O n.° 5 do artigo 5.° beneficia os demandantes na medida em que lhes permite recorrer aos tribunais do Estado em que o demandado tem uma sucursal com a qual eles tenham negociado, e não aos do domicílio do demandado. Beneficia os demandados na medida em que só atribui competência quando exista uma sucursal, agência ou qualquer outro estabelecimento; a competência não é atribuída quando exista uma mera presença temporária ou uma conexão menos importante do que uma sucursal com o Estado onde se pretende instaurar o processo.

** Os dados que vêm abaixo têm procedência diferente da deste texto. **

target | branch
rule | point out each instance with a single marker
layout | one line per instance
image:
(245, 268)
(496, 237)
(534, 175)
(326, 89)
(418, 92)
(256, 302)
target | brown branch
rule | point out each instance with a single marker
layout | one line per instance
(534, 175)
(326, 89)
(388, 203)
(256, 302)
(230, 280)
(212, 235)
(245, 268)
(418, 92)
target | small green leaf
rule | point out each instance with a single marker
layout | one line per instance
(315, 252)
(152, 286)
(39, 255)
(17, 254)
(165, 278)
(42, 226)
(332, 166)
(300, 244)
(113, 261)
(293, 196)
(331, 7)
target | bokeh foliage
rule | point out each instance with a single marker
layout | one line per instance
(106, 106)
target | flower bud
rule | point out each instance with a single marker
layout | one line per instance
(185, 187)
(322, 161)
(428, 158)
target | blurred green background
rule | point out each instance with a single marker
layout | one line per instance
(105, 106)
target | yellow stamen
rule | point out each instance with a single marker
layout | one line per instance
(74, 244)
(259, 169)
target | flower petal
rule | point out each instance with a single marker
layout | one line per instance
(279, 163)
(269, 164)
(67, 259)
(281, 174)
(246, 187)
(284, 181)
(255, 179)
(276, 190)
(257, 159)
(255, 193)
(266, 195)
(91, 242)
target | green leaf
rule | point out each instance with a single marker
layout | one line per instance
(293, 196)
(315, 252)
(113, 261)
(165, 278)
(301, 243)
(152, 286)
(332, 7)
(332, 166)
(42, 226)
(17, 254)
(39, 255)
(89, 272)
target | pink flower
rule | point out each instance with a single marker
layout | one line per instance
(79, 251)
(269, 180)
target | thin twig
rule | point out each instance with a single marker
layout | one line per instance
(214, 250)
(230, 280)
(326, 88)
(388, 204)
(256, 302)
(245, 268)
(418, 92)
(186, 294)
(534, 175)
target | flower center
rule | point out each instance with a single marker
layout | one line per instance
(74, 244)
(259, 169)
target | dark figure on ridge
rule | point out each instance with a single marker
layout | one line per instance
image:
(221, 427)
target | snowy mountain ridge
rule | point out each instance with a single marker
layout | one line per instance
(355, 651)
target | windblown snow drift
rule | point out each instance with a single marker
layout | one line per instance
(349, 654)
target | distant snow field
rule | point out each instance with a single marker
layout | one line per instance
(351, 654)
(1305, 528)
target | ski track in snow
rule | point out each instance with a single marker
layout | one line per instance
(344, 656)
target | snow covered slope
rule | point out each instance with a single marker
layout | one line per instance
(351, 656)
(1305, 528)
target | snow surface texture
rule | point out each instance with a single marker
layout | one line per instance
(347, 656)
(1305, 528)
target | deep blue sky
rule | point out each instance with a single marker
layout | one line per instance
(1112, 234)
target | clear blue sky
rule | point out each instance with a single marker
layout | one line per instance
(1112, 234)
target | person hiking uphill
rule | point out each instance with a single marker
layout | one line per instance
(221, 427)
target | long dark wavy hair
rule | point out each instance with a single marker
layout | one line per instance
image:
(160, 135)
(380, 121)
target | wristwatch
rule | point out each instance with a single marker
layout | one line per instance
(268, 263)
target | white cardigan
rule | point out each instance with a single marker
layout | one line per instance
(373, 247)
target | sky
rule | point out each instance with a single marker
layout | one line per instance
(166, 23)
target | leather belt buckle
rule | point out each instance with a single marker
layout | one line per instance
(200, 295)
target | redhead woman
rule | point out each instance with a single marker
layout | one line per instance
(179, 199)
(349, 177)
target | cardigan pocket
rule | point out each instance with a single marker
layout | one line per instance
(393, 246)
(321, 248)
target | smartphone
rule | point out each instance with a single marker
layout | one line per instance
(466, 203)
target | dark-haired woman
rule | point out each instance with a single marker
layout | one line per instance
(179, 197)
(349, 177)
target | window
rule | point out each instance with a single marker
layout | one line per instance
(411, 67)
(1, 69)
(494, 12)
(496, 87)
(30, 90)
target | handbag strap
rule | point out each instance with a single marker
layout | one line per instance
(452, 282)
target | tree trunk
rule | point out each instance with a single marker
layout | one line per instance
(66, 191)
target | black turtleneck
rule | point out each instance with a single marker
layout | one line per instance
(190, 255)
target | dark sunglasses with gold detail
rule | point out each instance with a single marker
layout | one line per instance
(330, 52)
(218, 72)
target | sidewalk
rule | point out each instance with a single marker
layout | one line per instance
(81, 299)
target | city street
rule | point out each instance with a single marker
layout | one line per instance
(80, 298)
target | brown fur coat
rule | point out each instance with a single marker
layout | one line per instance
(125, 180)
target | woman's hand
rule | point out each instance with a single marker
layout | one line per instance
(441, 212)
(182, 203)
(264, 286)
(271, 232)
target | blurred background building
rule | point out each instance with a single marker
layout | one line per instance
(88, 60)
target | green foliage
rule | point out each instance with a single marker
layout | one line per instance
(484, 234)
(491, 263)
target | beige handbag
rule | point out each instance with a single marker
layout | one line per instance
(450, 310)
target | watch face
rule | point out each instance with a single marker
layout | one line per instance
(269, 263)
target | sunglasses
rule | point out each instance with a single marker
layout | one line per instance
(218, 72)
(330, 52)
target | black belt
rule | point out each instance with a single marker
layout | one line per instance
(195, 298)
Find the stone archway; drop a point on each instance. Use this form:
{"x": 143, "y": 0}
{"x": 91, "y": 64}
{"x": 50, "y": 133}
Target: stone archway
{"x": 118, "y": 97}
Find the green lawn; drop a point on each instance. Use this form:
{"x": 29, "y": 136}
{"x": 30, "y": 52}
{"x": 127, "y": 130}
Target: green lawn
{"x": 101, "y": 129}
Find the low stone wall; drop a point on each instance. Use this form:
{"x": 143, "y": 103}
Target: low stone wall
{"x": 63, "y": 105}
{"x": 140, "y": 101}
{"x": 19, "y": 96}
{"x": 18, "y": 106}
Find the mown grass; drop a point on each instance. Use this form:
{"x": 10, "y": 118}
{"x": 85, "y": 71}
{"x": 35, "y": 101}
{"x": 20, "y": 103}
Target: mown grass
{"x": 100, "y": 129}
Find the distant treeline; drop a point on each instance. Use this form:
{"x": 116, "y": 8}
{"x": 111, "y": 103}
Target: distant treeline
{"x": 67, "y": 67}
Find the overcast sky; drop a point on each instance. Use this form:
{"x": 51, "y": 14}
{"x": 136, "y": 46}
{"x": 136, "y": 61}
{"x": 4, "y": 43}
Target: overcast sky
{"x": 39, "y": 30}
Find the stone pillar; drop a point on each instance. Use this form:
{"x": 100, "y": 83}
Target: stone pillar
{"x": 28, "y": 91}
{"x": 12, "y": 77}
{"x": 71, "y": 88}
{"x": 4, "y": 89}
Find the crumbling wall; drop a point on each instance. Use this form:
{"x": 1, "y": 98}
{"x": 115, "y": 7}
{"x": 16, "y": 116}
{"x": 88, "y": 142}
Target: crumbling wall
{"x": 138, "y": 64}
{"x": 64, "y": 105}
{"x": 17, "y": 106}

Uma sucursal (como, para mim, uma "succursale" e uma "Zweigniederlassing") é, em minha opinião, um posto avançado da empresa principal (quer pertença a uma sociedade ou a uma pessoa singular), que desempenha a actividade da empresa principal por conta desta última, de forma permanente e sob o controlo da mesma. Os termos "agência" e "estabelecimento" têm para mim idêntico significado, indicando instalações subsidiárias de uma empresa principal, embora a noção de estabelecimento possa ser de alcance mais vasto que a de agência. Não considero que esta última seja apenas o local onde um agente age em representação de alguém.

Segundo o uso corrente, "sucursal" evoca normalmente, parece-me, instalações que pertencem ao proprietário de uma empresa mais importante. Interpretando literalmente as palavras do n.° 5 do artigo 5.°, pode dizer-se que a sucursal, agência ou estabelecimento tem, de facto ou de direito, de pertencer ao proprietário da empresa principal. A contrario, se o centro de operações em questão pertencer a outrém, não pode afirmar-se que seja uma sucursal do proprietário da empresa principal, ainda que possa ser eventualmente seu agente, representante ou associado.

Tal resultado daria a máxima protecção aos potenciais demandados e seria a interpretação mais restritiva do n.° 5 do artigo 5.°, constituindo simultaneamente a menor limitação possível ao princípio geral consagrado no artigo 2.° É uma solução interessante pela sua simplicidade.

No entanto, a posição dos demandantes também tem de ser protegida. Se os proprietários de uma empresa estabelecida num Estado puderem evitar os inconvenientes de terem aquilo que étecnicamente uma sucursal, agência ou estabelecimento noutro Estado-membro através da criação aí de uma entidade que, de facto ainda que não de direito, é um perfeito alter ego, pode afirmar-se, com idêntica razão, que se frustram os objectivos do n.° 5 do artigo 5.° Quem, através dessa entidade, lide com a empresa principal fica privado do direito de recorrer aos tribunais, que estaria salvaguardado se o escritório ou qualquer outro estabelecimento tivesse sido instalado pelo proprietário principal em seu próprio nome e como propriedade sua. No entanto, ambas as situações estão na realidade muito próximas.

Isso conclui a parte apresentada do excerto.